Declassified document shows Iran, Iraq and Libya could have South African chemical weapons
US intelligence documents accuse South Africa of carrying out gas attacks, selling chemical weapons abroad
A trove of classified U.S. documents released this week by a non-profit group to mark the centenary of Nelson Mandela’s birth contain some surprising information about Iran’s chemical weapons program.
The non-profit group Property of the People released the documents it said it obtained after years of litigation.
Most of the documents pertain to U.S.-South African relations or South Africa’s transition from racial apartheid to eventual majority rule in 1994. Many only mention that iconic freedom fighter in passing. However, some of the most interesting documents are of more recent vintage and include Mandela’s time as president of the Republic of South Africa.
One U.S. Defense Intelligence Agency document suggests South African chemical weapons technology was passed on to Libya, Iraq and Iran.
“At least one chemist confirmed that South African [chemical weapons] technology was sold to Libya without the knowledge of the Mandela government. Sales of chemical weapons to Iran and Iraq may also have occurred,” one page reads.
Although the document dates to 1997 it is unclear from the file when the alleged transfer took place. During the 1980s Iraq used chemical weapons against the Kurds and Iranian soldiers it fought in the Iran-Iraq War. Scores of Iraqi chemical weapons were destroyed by international inspectors following the 1990-1991 Gulf War, and evidence collected after the 2003 U.S.-led invasion of Iraq suggests that Saddam Hussein’s post-1991 chemical weapons efforts were artisanal at best. Libyan leader Muammar Qaddafi agreed to end his weapons of mass destruction programs in 2003 in exchange for an implicit guarantee his country would not suffer the fate of an international invasion.
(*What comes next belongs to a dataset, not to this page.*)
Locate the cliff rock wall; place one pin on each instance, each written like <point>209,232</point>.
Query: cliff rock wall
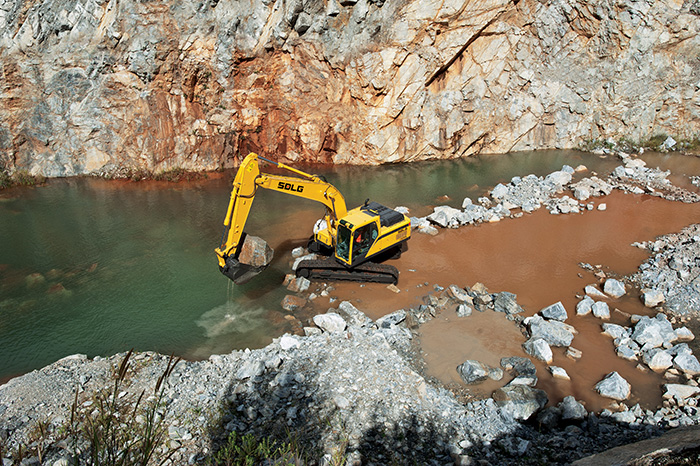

Iran began developing a chemical weapons program in response to Iraq’s use of chemical weapons during the Iran-Iraq War. However, Iran later renounced its program when it joined the Chemical Weapons Convention in 1997.
A 2001 CIA report to the U.S. Congress states that Iran maintained its chemical weapons capacity. While the report speculates on Chinese and Russian involvement in the program, it makes no mention of South Africa.
The recently declassified document from 2018 is also noteworthy in that it accuses South Africa’s Defense Forces of using poison attacks against its opponents and states that chemical weapons were used by South African forces against the Mozambique Liberation Front (FRELIMO).
That reference may be to the previously reported use of poison attacks against political operators in Mozambique. South Africa’s Apartheid government accused its enemies of using chemical weapons attacks in Angola and was accused of the same by communist opponents.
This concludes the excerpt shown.